Au regard du virage à 180 degrés qu’avait entrepris Matt Cutler, tant dans l’esprit (pensait-on, un peu prétentieusement) que dans le son, pour passer de la chillwave glitchée et gondolée de l’humble et nostalgique Ecstacy & Friends à l’IDM de dancefloor hédoniste et un brin désuète de l’exagérément célébré Galaxy Garden, on avait cru bon de zapper Reality Testing il y a deux ans... et à dire vrai, mal nous en avait pris.
Fidèle à son titre, ce sixième opus du beatmaker de Nottingham renouait en effet avec la modestie des débuts, sorte de reality check comme disent les Anglo-Saxons pour le ramener d’un succès trop soudain qu’il n’avait sûrement pas anticipé, et dont l’électronica rêveuse et bariolée teintée de breakbeat chaleureux et de house surannée nous permet aujourd’hui d’apprécier sous un autre jour ce Levitate déjà sold out - et rétrospectivement, un Galaxy Garden certes inégal mais pas si bas du front.
Confronté à une bonne vieille crise d’inspiration, Cutler s’est ainsi rappelé au bon souvenir imaginaire d’un passé qu’il n’a pas connu, via les hallucinations auditives d’une nuit d’insomnie lors d’un trip New-Yorkais. "J’essayais de m’endormir et je n’arrêtais pas d’entendre ces folles musiques de rave prendre forme dans mon cerveau.

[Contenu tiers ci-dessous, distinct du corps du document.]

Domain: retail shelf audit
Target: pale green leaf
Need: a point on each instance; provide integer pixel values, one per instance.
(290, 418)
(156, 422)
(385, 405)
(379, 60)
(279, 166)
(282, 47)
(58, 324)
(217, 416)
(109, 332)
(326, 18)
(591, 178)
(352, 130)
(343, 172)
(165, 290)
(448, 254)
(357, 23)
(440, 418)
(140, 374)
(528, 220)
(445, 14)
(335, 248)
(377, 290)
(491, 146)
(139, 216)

Quand j’ai repris mes esprits, j’avais la tête remplie d’idées pour des morceaux uptempo et fiévreux."
Drum’n’bass à synthés oniriques entrecoupée de breaks planants (Alpha Wheel, Triple Helix, Sea of Tranquility), IDM rêveuse juste assez cadrée pour breakdancer dessus (Sleepwalkers, ou Backtail Was Heavy qui vire au revival jungle old school dans sa seconde partie), pure trance de rave à l’ancienne mode avec mélodie de clavier anachronique et gimmicks de voix glitchés (Vapour Trail)... les morceaux en question célèbrent cette ère de parties sous acide aux bandes-sons de qualité que les moins de quarante ans (Cutler inclus, donc) ne peuvent que fantasmer, et c’est comme si vous y étiez, à croire que le bonhomme s’est retrouvé investi de l’esprit des défunts labels britons Reinforced, Moving Shadow ou Suburban Base.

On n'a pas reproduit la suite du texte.